Only In the Bronx: The Maxine Sullivan Women in Jazz Series

by Elena Martínez

Along with jazz musician/2018 JEN LeJENds of Latin Jazz Award Honoree Bobby Sanabria, I am the Co-Artistic Director of the Bronx Music Heritage Center (BMHC). It is located in Morrisania, just a few blocks east of Crotona Park.  What many people don’t know is that there is a legacy of women in jazz in this neighborhood; a rich history that deserves to be recognized and celebrated.

A young Jelena Ana Milcetic started her singing career at the 845 Club on Prospect Avenue while still in high school. The name on the marquee was Helen Milcetic (she later changed her last name to Merrill). Pianist Bertha Hope lived on Lyman Street after marrying Elmo and moving here from California. Nancy Williams was discovered while singing at the Blue Morroco on Boston Road (which was run by Sylvia Robinson of Mickey & Sylvia fame). Pianist Valerie Capers and bassist Mimi Rogers grew up in this neighborhood. Vocalist Lucy Blanco grew up closeby.  She now is part of the Garifuna Jazz Ensemble which fuses jazz and with the Garifuna rhythms and language of her heritage (the Garifuna community comes from Honduras, Belize and Guatemala; the largest Garifuna community outside of Central America lives in the Bronx). The Garifuna Jazz Ensemble is in the vanguard of the emergence of a new Latin music and jazz fusion.

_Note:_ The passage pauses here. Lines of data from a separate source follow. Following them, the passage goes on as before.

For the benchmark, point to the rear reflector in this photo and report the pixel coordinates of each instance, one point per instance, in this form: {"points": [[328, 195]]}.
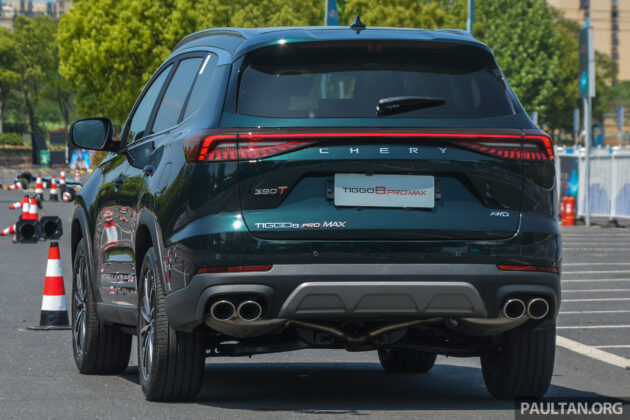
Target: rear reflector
{"points": [[252, 146], [234, 269], [528, 268]]}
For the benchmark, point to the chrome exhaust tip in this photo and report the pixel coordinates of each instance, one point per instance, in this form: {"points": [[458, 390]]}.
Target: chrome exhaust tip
{"points": [[537, 308], [249, 310], [222, 310], [514, 309]]}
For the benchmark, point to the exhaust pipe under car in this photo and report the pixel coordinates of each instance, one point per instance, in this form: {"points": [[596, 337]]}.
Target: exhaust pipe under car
{"points": [[222, 310], [249, 310], [537, 308], [514, 309]]}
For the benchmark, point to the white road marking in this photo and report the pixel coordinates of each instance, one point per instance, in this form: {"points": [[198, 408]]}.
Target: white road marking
{"points": [[594, 263], [594, 300], [595, 290], [592, 352], [577, 327], [591, 280], [594, 312], [596, 272], [615, 346], [593, 249]]}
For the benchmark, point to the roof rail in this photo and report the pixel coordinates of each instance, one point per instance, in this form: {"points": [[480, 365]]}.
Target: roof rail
{"points": [[207, 33]]}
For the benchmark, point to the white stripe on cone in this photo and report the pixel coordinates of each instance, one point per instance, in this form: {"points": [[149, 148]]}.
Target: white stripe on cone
{"points": [[111, 234], [8, 231], [26, 207], [54, 303], [33, 212], [53, 268]]}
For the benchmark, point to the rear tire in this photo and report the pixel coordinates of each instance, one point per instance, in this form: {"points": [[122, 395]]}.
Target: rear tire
{"points": [[399, 360], [170, 363], [99, 349], [522, 366]]}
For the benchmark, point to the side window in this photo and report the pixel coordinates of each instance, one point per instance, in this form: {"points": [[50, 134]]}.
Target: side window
{"points": [[140, 118], [201, 89], [176, 93]]}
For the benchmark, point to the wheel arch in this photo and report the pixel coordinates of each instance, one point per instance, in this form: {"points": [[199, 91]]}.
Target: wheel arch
{"points": [[147, 236], [79, 230]]}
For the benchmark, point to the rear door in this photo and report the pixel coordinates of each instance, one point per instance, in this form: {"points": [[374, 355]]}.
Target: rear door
{"points": [[344, 171], [118, 197]]}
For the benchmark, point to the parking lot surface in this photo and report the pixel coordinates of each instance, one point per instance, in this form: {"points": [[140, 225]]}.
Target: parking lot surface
{"points": [[38, 378]]}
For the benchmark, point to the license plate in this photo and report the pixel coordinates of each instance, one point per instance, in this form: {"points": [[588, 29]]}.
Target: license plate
{"points": [[359, 190]]}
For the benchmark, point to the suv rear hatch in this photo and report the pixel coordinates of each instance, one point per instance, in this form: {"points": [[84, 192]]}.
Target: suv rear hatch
{"points": [[368, 177]]}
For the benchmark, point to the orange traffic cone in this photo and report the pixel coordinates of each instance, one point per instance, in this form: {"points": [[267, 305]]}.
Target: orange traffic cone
{"points": [[54, 313], [54, 194], [8, 231], [19, 204], [16, 186], [39, 188], [32, 211]]}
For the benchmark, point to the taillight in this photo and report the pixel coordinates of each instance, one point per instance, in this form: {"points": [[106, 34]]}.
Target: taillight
{"points": [[534, 148], [528, 268], [224, 147], [252, 146], [234, 269]]}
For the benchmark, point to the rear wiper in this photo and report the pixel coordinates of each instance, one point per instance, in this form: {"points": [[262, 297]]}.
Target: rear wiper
{"points": [[399, 104]]}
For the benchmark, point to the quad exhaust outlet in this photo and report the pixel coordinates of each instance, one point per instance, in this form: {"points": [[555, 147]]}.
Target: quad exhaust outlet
{"points": [[222, 310], [537, 308], [514, 308], [249, 310]]}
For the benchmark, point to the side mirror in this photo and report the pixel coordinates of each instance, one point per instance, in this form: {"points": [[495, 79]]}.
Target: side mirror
{"points": [[93, 134]]}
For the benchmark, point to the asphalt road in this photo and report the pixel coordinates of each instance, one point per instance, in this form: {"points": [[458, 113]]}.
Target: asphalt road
{"points": [[38, 378]]}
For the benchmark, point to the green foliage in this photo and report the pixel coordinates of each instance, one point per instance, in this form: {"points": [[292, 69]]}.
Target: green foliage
{"points": [[11, 139], [522, 35], [36, 63], [9, 79], [110, 49], [402, 13]]}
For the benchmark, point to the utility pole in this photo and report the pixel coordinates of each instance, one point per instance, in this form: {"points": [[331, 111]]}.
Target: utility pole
{"points": [[587, 92], [620, 124], [471, 16], [576, 126]]}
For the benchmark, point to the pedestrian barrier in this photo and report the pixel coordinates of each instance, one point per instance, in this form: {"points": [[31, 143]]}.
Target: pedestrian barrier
{"points": [[609, 188], [54, 312]]}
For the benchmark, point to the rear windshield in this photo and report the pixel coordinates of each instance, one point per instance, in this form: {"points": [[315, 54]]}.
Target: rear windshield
{"points": [[318, 80]]}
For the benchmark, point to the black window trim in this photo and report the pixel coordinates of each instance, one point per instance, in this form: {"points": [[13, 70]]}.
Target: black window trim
{"points": [[156, 107], [158, 73], [174, 61], [206, 61]]}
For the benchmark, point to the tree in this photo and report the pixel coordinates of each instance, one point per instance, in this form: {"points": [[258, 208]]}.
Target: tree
{"points": [[9, 79], [109, 49], [36, 63], [559, 116], [521, 34], [402, 13]]}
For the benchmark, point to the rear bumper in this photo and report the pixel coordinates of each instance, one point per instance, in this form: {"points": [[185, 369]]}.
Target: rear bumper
{"points": [[364, 291]]}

To recognize, educate about, and celebrate this history, we have created the Maxine Sullivan Women in Jazz series at the BMHC. Why name it after Maxine Sullivan? Maxine (1911-1987) was born Marietta Williams in Homestead, Pennsylvania. As a teenager, she sang in local singing contests and performed with her uncle’s band, which eventually led to a gig in Pittsburgh at a former speakeasy called the Benjamin Harrison Literary Club where her future husband, bassist John Kirby saw her perform. She came to New York City in 1937 and in her first week here she went to 52nd Street and became the vocalist at the Onyx Club singing for Kirby’s group.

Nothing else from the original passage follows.